{Then you read a news headline and get a much-needed reality check and wipe those runny noses gratefully, of course.}
The thing about caring for sick kids, I've realized, is that it reduces your daily tasks down to the utmost of basics: keeping the children alive and caring for them tenderly and holding them and loving them and meeting their most basic needs. On the sickest of sickly days, there is little to no cooking to be done except the simplest of nourishing things. There are no big projects, and no extra cleaning or tidying gets done. The sewing projects or home improvement tasks are put aside. Work might have to be canceled to be made up later. Fevered brows are felt and kissed, temperatures taken, natural healing remedies attempted. The entire household forgets what it's like to sleep at night, and longs for the days when the healthy baby only awakened every three hours all night long -- a luxury compared to both children's seemingly ceaseless wails throughout the long, sick nights.

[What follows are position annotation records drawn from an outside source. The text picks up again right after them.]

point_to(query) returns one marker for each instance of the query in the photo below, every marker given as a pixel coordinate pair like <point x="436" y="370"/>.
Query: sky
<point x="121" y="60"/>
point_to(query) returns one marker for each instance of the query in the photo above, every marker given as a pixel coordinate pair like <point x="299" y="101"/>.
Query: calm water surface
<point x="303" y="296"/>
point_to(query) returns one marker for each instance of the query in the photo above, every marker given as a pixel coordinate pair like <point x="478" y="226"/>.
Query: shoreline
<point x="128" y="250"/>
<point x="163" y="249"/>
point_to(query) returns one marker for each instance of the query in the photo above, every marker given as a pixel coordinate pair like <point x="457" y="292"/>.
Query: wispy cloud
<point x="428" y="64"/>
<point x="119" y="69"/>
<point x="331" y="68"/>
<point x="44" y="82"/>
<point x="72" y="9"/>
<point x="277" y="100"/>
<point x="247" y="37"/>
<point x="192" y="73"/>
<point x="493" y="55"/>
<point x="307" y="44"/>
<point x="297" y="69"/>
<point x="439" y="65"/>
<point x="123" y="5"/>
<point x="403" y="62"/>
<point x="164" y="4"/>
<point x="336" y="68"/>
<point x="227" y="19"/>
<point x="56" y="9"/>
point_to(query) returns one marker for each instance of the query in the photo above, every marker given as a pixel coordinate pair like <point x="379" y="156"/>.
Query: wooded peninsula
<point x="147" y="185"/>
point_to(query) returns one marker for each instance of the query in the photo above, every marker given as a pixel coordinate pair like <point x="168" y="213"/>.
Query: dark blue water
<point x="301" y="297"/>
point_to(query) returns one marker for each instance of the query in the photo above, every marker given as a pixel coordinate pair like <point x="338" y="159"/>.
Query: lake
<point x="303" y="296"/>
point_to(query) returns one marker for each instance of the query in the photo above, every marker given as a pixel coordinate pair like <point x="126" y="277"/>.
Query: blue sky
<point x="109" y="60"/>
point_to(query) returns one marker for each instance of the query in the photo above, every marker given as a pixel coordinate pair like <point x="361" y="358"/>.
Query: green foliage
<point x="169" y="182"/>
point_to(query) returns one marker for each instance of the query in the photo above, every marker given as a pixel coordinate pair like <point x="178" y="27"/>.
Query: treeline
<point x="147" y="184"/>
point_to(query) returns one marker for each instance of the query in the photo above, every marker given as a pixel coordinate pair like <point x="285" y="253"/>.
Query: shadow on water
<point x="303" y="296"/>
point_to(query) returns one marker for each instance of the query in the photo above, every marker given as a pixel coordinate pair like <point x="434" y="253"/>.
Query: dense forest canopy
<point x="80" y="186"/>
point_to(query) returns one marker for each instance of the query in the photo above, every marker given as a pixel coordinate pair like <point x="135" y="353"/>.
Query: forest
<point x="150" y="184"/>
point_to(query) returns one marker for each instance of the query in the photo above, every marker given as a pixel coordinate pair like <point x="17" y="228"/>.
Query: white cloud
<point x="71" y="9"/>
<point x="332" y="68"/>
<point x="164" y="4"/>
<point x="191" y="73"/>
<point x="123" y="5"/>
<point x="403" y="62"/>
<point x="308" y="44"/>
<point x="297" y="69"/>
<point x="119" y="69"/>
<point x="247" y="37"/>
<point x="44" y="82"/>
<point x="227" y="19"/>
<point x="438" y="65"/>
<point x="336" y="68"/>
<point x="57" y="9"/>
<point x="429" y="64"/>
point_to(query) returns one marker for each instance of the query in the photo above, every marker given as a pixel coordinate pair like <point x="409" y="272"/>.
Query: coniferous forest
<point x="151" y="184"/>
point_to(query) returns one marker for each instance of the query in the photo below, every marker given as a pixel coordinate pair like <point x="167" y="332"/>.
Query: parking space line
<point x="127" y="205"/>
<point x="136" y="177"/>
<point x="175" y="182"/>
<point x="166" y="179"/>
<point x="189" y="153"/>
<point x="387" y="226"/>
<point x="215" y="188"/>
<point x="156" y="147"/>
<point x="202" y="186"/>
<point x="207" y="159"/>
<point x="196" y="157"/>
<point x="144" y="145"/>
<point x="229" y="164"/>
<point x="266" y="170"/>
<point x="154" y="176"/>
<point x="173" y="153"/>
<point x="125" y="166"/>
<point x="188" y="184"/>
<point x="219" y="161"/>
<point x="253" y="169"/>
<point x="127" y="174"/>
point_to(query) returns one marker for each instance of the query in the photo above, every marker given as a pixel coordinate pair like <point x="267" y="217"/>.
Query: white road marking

In February, when the first bout of illness struck, the suitcases from our recent travels were left unpacked by the door for three days as I walked circles around the house to get the baby to sleep against my chest in the Ergo, wiped a toddler's runny nose 1,000 times and gently applied lotion to her chapped nose and lips despite her protests. There was no getting anything of substance done; all but the most necessary of work-related tasks were put on hold. No errands, no getting out of the house. No paychecks to show for my overtime mothering hours. My existence was reduced to the barest of minimums and by only the second day of the first bout of illness I was asking myself, "what is the MEANING of life?"
These minimal things don't feel easy to do. Sometimes, they feel really hard. It is hard to change sheets and launder them again and again. It is hard to hold children constantly for endless days. It is hard to wipe dribbling orifices and go without sleep night after night. It is hard to eventually succumb to illness yourself. But part of the hard-ness of it is the frustration of all the other things that aren't getting done.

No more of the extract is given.